Almond Butter Macaroons
This recipe will yield 12 – 15 macaroons. Note: Macaroons will soften at room temperature. Keep refrigerated when storing. You will to chill the macaroons for at least 30 minutes before adding the icing.
- 3/4 cup almond butter
- 1/3 cup coconut oil
- 1/3 cup maple syrup
- 1 Tbsp Cocobella Coconut Water
- 1/2 cup raw cacao powder
- 1 3/4 cups desiccated coconut
- 1 cup icing sugar
- Juice of half a small lemon
- Cocobella Coconut Water
- Line a baking tray with parchment paper and set aside.
- In a large mixing bowl, add almond butter, melted coconut oil, maple syrup and coconut water and mix until well combined.
- Stir through cacao powder until smooth.
- Gradually add in desiccated coconut, mixing well after each addition.
- Take 1 tablespoon of mixture and make rounds on the prepared baking tray.

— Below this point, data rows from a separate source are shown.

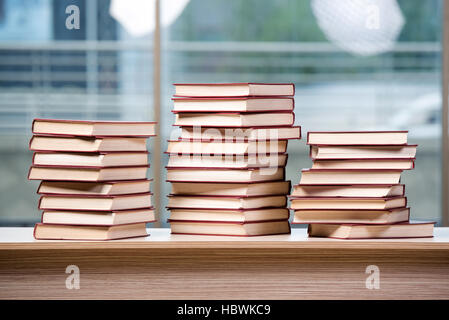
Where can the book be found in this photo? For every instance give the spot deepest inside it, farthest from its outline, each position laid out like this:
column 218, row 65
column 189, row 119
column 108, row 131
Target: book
column 225, row 175
column 225, row 147
column 70, row 232
column 348, row 203
column 234, row 119
column 87, row 144
column 239, row 134
column 233, row 89
column 351, row 216
column 357, row 138
column 107, row 218
column 412, row 229
column 402, row 164
column 95, row 203
column 362, row 152
column 231, row 189
column 114, row 159
column 93, row 188
column 93, row 128
column 233, row 104
column 225, row 202
column 87, row 174
column 228, row 215
column 227, row 161
column 349, row 176
column 360, row 190
column 230, row 228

- Repeat with remaining mixture.
- Place the baking tray in the freezer for 30 minutes or until the macaroons are set. Or set in the refrigerator for 1-2 hours.
- In a small mixing bowl, add icing sugar and lemon.
- Pour in 1 tablespoon of coconut water at a time, until you get your desired consistency. Mixing well after each addition. You may use up to 1/2 - 3/4 cup of coconut water.
- Add more icing sugar for desired consistency.
- Drizzle icing over macaroons with a spoon.